Regulatory Touchpoints
- HTI-1 §170.315(a)(15) — social, psychological, and behavioral data support.
- HTI-1 §170.315(b)(2) — medication reconciliation (integrates with eRx Surescripts MHX).
- HTI-1 §170.315(b)(11) — DSI transparency for scribe structured proposals; model name/version on every
ScribeStructuredOutput. - HTI-1 §170.315(d)(2) — auditable events and tamper-resistance; every scribe interaction captured in read-access audit.

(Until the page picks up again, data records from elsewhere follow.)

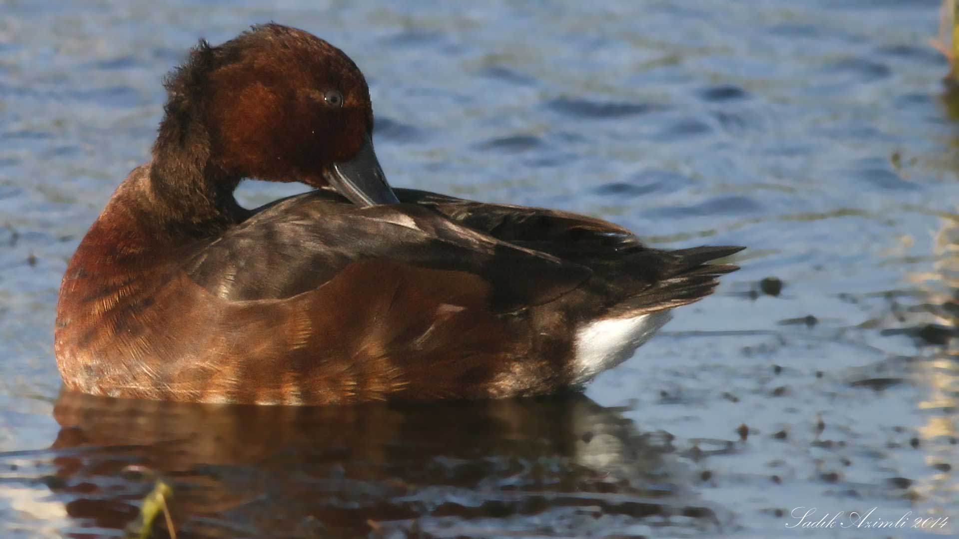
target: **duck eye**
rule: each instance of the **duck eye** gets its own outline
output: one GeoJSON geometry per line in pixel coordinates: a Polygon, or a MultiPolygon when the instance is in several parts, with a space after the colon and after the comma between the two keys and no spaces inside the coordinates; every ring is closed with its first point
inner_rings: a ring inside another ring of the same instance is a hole
{"type": "Polygon", "coordinates": [[[343,94],[338,92],[337,90],[329,90],[323,94],[323,101],[326,105],[330,106],[342,106],[343,105],[343,94]]]}

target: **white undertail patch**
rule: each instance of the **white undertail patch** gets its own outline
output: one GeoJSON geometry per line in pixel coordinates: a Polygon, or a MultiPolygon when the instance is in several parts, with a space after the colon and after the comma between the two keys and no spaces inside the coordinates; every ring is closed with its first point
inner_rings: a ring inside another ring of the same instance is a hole
{"type": "Polygon", "coordinates": [[[666,310],[583,324],[576,331],[573,383],[585,384],[600,372],[626,361],[671,317],[672,315],[666,310]]]}

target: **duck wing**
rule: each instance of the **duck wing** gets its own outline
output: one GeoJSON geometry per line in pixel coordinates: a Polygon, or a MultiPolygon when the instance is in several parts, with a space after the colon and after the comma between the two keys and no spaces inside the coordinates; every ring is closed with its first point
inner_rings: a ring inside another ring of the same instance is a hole
{"type": "Polygon", "coordinates": [[[494,312],[548,303],[593,271],[498,239],[427,205],[359,208],[324,190],[269,204],[221,238],[195,246],[182,269],[229,300],[284,299],[371,260],[464,271],[489,287],[494,312]]]}
{"type": "Polygon", "coordinates": [[[560,210],[476,202],[412,189],[396,189],[400,200],[429,207],[454,223],[499,241],[554,256],[593,271],[589,289],[617,317],[692,303],[715,289],[716,278],[738,268],[710,262],[735,254],[738,246],[662,250],[643,246],[628,229],[560,210]]]}

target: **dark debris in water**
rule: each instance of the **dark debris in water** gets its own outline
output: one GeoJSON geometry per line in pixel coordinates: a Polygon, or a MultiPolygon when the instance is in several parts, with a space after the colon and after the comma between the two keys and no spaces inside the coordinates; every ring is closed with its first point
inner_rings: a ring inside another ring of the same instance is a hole
{"type": "Polygon", "coordinates": [[[570,116],[596,120],[646,114],[664,108],[661,105],[649,103],[600,102],[570,97],[553,99],[547,103],[547,107],[570,116]]]}
{"type": "Polygon", "coordinates": [[[760,290],[766,295],[779,295],[783,292],[783,281],[779,277],[765,277],[760,281],[760,290]]]}
{"type": "Polygon", "coordinates": [[[959,328],[941,324],[923,324],[907,328],[889,328],[879,332],[880,335],[906,335],[916,339],[922,344],[942,346],[959,336],[959,328]]]}
{"type": "Polygon", "coordinates": [[[869,387],[870,389],[876,391],[881,391],[882,389],[901,384],[902,382],[904,382],[904,380],[901,378],[865,378],[850,382],[849,385],[853,387],[869,387]]]}

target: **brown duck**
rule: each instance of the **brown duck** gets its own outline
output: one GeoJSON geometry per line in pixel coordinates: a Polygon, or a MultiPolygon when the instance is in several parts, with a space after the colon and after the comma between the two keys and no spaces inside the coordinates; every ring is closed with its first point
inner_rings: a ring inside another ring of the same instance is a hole
{"type": "Polygon", "coordinates": [[[307,32],[200,42],[152,158],[81,242],[58,305],[66,387],[320,405],[579,387],[710,294],[737,246],[664,251],[562,211],[390,188],[363,74],[307,32]],[[255,210],[244,178],[316,191],[255,210]]]}

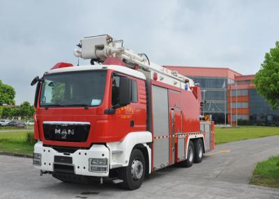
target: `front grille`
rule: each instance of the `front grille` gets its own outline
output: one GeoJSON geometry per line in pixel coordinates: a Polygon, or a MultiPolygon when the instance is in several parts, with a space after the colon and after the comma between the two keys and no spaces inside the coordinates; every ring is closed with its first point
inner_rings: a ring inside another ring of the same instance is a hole
{"type": "Polygon", "coordinates": [[[53,170],[54,172],[75,173],[75,168],[73,165],[54,164],[53,170]]]}
{"type": "Polygon", "coordinates": [[[74,153],[80,149],[89,149],[89,148],[56,146],[56,145],[43,145],[43,146],[53,148],[54,150],[63,153],[74,153]]]}
{"type": "Polygon", "coordinates": [[[51,122],[43,124],[45,139],[66,142],[86,142],[90,131],[87,122],[51,122]]]}
{"type": "Polygon", "coordinates": [[[71,157],[56,155],[54,156],[54,162],[73,164],[73,158],[71,157]]]}

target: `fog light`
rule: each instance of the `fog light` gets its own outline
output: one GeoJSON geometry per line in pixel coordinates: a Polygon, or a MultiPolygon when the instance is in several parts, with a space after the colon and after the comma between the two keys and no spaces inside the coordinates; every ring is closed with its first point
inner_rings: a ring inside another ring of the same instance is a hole
{"type": "Polygon", "coordinates": [[[42,154],[40,153],[35,153],[33,157],[33,164],[36,166],[42,165],[42,154]]]}
{"type": "Polygon", "coordinates": [[[107,171],[107,167],[100,167],[100,166],[91,166],[89,168],[89,171],[91,171],[91,172],[106,172],[107,171]]]}
{"type": "Polygon", "coordinates": [[[107,171],[107,158],[89,158],[89,170],[90,172],[107,171]]]}

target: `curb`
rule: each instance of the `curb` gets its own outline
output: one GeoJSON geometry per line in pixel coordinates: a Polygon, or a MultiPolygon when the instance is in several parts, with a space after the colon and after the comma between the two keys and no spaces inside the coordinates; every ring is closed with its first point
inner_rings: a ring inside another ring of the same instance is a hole
{"type": "Polygon", "coordinates": [[[13,152],[3,152],[3,151],[0,151],[0,154],[14,156],[14,157],[26,157],[26,158],[33,158],[33,155],[31,155],[31,154],[13,153],[13,152]]]}

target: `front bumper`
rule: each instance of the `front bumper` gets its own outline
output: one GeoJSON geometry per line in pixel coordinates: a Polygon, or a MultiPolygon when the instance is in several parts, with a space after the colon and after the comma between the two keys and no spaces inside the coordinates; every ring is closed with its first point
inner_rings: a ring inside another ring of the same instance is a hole
{"type": "Polygon", "coordinates": [[[110,165],[110,152],[108,148],[103,145],[93,145],[89,150],[77,150],[74,153],[64,154],[59,152],[52,148],[44,147],[43,143],[39,141],[34,146],[34,153],[40,154],[41,165],[34,165],[36,168],[43,171],[55,172],[55,168],[59,166],[69,166],[73,168],[73,174],[95,176],[95,177],[108,177],[110,165]],[[72,157],[72,163],[55,162],[54,157],[72,157]],[[91,172],[89,171],[89,159],[104,159],[107,161],[107,169],[105,172],[91,172]]]}

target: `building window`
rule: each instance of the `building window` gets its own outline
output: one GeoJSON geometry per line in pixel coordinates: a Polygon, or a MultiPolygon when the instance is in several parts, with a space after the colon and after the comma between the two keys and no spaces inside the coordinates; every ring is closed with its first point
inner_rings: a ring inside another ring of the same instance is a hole
{"type": "MultiPolygon", "coordinates": [[[[232,96],[236,96],[236,90],[232,90],[232,96]]],[[[248,96],[248,90],[247,89],[237,90],[237,96],[248,96]]]]}
{"type": "Polygon", "coordinates": [[[248,102],[232,102],[232,109],[248,109],[248,102]]]}
{"type": "MultiPolygon", "coordinates": [[[[249,116],[248,115],[237,115],[237,120],[249,120],[249,116]]],[[[236,115],[232,116],[232,121],[236,121],[236,115]]]]}

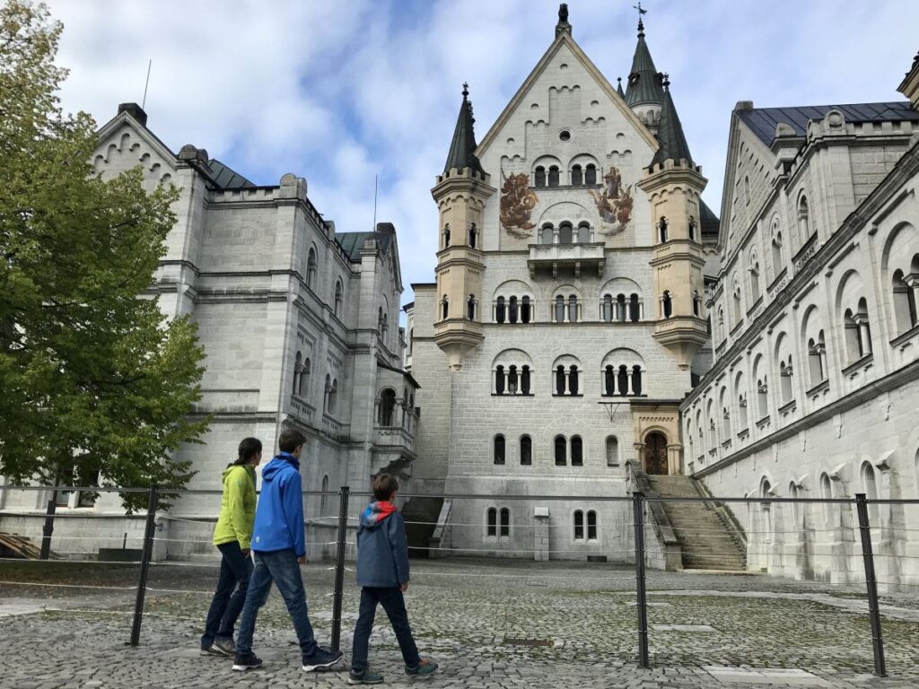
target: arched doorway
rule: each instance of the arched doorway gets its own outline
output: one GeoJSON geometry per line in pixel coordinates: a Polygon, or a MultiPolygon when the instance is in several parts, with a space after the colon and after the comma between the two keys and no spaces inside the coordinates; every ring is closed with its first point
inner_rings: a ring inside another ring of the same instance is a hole
{"type": "Polygon", "coordinates": [[[667,439],[664,434],[655,431],[645,436],[644,470],[649,474],[667,474],[667,439]]]}

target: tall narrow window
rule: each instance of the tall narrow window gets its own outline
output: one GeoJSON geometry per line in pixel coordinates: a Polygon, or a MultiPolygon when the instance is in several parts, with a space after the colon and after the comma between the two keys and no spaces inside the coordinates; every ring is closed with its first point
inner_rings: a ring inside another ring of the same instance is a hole
{"type": "Polygon", "coordinates": [[[533,439],[529,435],[520,436],[520,464],[528,467],[533,463],[533,439]]]}
{"type": "Polygon", "coordinates": [[[572,466],[584,466],[584,441],[580,435],[572,436],[572,466]]]}
{"type": "Polygon", "coordinates": [[[555,436],[555,466],[564,467],[568,464],[568,443],[564,435],[555,436]]]}
{"type": "Polygon", "coordinates": [[[593,510],[587,512],[587,540],[596,540],[596,513],[593,510]]]}
{"type": "Polygon", "coordinates": [[[494,463],[504,464],[505,463],[505,436],[495,435],[494,436],[494,463]]]}

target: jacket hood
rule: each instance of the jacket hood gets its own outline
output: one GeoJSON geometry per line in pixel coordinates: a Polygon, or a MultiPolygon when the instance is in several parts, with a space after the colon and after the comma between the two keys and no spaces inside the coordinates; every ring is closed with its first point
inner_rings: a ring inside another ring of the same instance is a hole
{"type": "Polygon", "coordinates": [[[395,505],[385,501],[370,503],[367,509],[360,513],[360,525],[366,529],[375,529],[395,511],[395,505]]]}
{"type": "Polygon", "coordinates": [[[268,462],[265,469],[262,469],[262,480],[268,481],[270,483],[275,480],[280,471],[283,471],[286,469],[292,469],[294,471],[300,471],[300,462],[297,461],[297,457],[293,455],[282,452],[268,462]]]}

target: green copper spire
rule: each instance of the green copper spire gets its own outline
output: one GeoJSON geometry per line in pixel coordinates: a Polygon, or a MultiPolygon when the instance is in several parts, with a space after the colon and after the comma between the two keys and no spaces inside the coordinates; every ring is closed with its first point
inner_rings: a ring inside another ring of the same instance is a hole
{"type": "Polygon", "coordinates": [[[453,131],[453,141],[450,143],[450,152],[447,154],[447,164],[444,165],[444,175],[447,175],[450,168],[462,170],[471,167],[480,175],[484,176],[485,171],[482,169],[482,164],[475,156],[475,130],[473,125],[475,118],[472,117],[472,104],[469,101],[469,85],[462,85],[462,105],[460,106],[460,117],[457,118],[457,128],[453,131]]]}

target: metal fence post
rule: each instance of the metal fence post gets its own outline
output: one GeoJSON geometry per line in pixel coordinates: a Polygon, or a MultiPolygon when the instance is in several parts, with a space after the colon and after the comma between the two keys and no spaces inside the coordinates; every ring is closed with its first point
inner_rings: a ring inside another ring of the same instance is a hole
{"type": "Polygon", "coordinates": [[[648,669],[648,599],[644,580],[644,493],[632,493],[635,518],[635,591],[638,594],[638,666],[648,669]]]}
{"type": "Polygon", "coordinates": [[[45,525],[41,529],[41,553],[39,558],[48,559],[51,553],[51,534],[54,533],[54,513],[57,511],[57,489],[51,491],[45,511],[45,525]]]}
{"type": "Polygon", "coordinates": [[[878,580],[874,573],[874,551],[871,548],[871,528],[868,518],[868,502],[863,492],[856,493],[856,511],[858,513],[858,531],[862,537],[862,559],[865,560],[865,585],[868,587],[868,614],[871,620],[874,673],[879,677],[886,677],[884,640],[880,635],[880,609],[878,606],[878,580]]]}
{"type": "Polygon", "coordinates": [[[141,621],[143,619],[143,599],[147,593],[147,573],[153,554],[153,531],[156,528],[156,508],[160,493],[156,486],[150,487],[147,501],[147,525],[143,531],[143,554],[141,556],[141,580],[137,582],[137,599],[134,601],[134,622],[130,627],[130,645],[141,642],[141,621]]]}
{"type": "Polygon", "coordinates": [[[342,486],[338,493],[338,559],[335,562],[335,593],[332,607],[332,650],[341,649],[342,637],[342,596],[345,589],[345,547],[347,536],[347,503],[351,489],[342,486]]]}

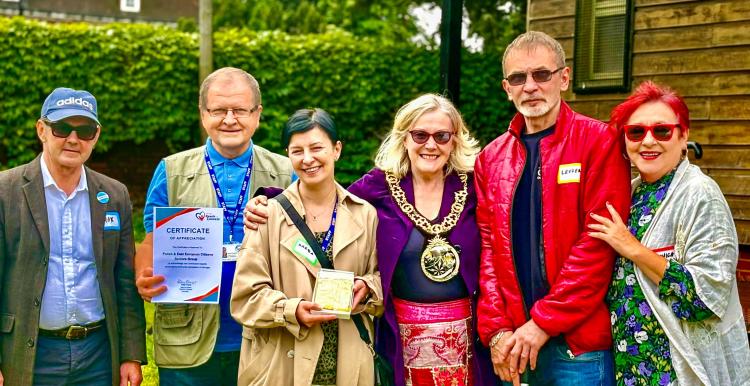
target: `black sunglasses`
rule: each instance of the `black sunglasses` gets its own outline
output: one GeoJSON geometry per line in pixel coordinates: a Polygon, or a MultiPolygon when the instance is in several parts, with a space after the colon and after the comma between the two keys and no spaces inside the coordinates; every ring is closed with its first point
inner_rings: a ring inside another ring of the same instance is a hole
{"type": "MultiPolygon", "coordinates": [[[[565,68],[565,66],[558,68],[557,70],[534,70],[531,72],[531,78],[534,79],[534,82],[537,83],[544,83],[549,82],[550,79],[552,79],[552,75],[556,74],[558,71],[565,68]]],[[[514,72],[508,77],[505,78],[505,80],[508,81],[508,83],[511,86],[520,86],[524,83],[526,83],[526,79],[528,78],[528,73],[526,72],[514,72]]]]}
{"type": "Polygon", "coordinates": [[[99,125],[93,122],[78,126],[73,126],[62,120],[57,122],[45,121],[45,123],[52,129],[52,135],[58,138],[68,138],[70,133],[75,131],[78,139],[90,141],[96,137],[96,132],[99,130],[99,125]]]}
{"type": "Polygon", "coordinates": [[[451,137],[453,136],[453,133],[451,133],[450,131],[437,131],[430,134],[424,130],[412,130],[409,132],[409,134],[411,134],[411,139],[420,145],[427,142],[430,137],[435,140],[435,143],[439,145],[445,145],[446,143],[448,143],[448,141],[451,140],[451,137]]]}

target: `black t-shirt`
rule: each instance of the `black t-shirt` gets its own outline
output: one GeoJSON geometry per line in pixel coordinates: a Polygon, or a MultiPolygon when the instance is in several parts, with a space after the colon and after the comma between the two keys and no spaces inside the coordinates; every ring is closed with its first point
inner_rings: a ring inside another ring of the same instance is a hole
{"type": "MultiPolygon", "coordinates": [[[[442,283],[434,282],[424,275],[420,259],[427,241],[414,227],[393,272],[393,296],[416,303],[447,302],[469,296],[469,290],[460,274],[442,283]]],[[[456,248],[457,251],[458,249],[456,248]]],[[[460,255],[461,252],[458,253],[460,255]]]]}
{"type": "Polygon", "coordinates": [[[526,148],[526,165],[513,197],[511,228],[513,258],[527,309],[531,309],[534,302],[549,292],[542,247],[542,157],[539,142],[554,130],[552,126],[537,133],[521,135],[521,142],[526,148]]]}

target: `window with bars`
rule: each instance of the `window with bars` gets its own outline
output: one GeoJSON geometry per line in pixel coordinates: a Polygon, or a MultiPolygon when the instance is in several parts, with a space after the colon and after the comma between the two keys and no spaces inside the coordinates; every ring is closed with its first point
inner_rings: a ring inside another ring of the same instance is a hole
{"type": "Polygon", "coordinates": [[[577,0],[573,91],[628,91],[632,0],[577,0]]]}

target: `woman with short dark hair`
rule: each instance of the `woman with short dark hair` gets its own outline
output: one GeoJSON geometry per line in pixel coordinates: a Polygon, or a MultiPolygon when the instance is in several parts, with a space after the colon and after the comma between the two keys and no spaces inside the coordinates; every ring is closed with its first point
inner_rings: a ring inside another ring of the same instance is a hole
{"type": "MultiPolygon", "coordinates": [[[[322,253],[313,251],[277,200],[269,202],[268,222],[246,233],[231,303],[232,316],[243,325],[238,384],[373,385],[371,348],[353,319],[383,310],[375,208],[336,183],[342,144],[327,112],[295,112],[282,141],[299,176],[282,194],[322,253]],[[340,319],[321,313],[321,305],[312,302],[325,260],[353,274],[351,319],[348,313],[340,319]]],[[[361,319],[372,339],[371,318],[361,319]]]]}

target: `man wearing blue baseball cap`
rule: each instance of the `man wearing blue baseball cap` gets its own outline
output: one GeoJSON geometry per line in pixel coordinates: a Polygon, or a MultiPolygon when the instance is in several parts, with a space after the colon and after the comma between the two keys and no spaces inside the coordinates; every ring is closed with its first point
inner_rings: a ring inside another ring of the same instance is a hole
{"type": "Polygon", "coordinates": [[[0,172],[0,385],[139,385],[146,362],[127,188],[84,166],[96,99],[57,88],[42,153],[0,172]]]}

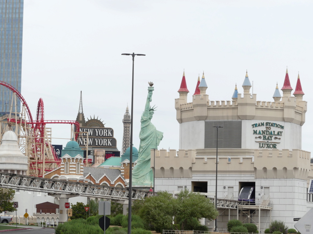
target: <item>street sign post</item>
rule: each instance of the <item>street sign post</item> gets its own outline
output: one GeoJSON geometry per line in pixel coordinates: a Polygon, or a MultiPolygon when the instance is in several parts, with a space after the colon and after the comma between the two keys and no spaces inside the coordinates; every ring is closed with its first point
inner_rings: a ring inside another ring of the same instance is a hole
{"type": "Polygon", "coordinates": [[[87,219],[87,212],[88,211],[88,210],[89,209],[89,207],[85,207],[85,210],[86,211],[86,219],[87,219]]]}
{"type": "Polygon", "coordinates": [[[15,217],[16,217],[16,228],[18,228],[18,215],[17,210],[17,208],[18,208],[18,202],[14,202],[13,203],[13,207],[15,208],[15,217]]]}
{"type": "Polygon", "coordinates": [[[25,217],[25,218],[27,218],[28,217],[28,215],[27,212],[26,212],[25,214],[24,214],[24,217],[25,217]]]}
{"type": "Polygon", "coordinates": [[[25,224],[27,224],[27,218],[28,217],[28,214],[26,212],[25,214],[24,214],[24,217],[25,217],[25,218],[26,219],[26,220],[25,220],[25,224]]]}
{"type": "Polygon", "coordinates": [[[69,217],[72,217],[73,215],[73,209],[69,209],[67,210],[67,216],[69,217]]]}
{"type": "Polygon", "coordinates": [[[102,216],[99,219],[99,226],[101,228],[101,229],[104,231],[104,233],[105,233],[105,230],[107,229],[109,226],[110,226],[110,219],[106,216],[102,216]],[[104,218],[105,217],[105,220],[104,218]]]}

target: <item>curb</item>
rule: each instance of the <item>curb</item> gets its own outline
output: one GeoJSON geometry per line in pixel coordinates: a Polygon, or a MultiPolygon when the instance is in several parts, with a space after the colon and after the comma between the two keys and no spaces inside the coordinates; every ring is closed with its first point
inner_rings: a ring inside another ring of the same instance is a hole
{"type": "Polygon", "coordinates": [[[28,229],[33,229],[33,228],[16,228],[16,229],[8,229],[6,230],[1,230],[0,231],[0,232],[10,232],[11,231],[17,231],[19,230],[27,230],[28,229]]]}

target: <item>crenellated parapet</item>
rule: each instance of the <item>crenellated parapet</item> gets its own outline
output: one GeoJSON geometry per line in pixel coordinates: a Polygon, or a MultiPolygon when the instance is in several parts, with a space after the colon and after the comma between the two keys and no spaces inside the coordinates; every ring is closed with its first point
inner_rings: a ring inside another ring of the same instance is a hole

- USCDI v3 — every clinical fact written by the scribe maps to a USCDI v3 data class.
Module Dependencies
- Upstream — Scheduling creates the Encounter shell that the scribe attaches to.
- Lateral — Coding / CDS consumes structured A/P for code suggestions. eRx / EPCS consumes scribe-proposed medications for prescriptions.
- Downstream — RCM consumes the signed, coded note for claims. Patient Portal renders the signed note for patient view. Referrals attaches the signed note plus USCDI bundle to outbound referrals.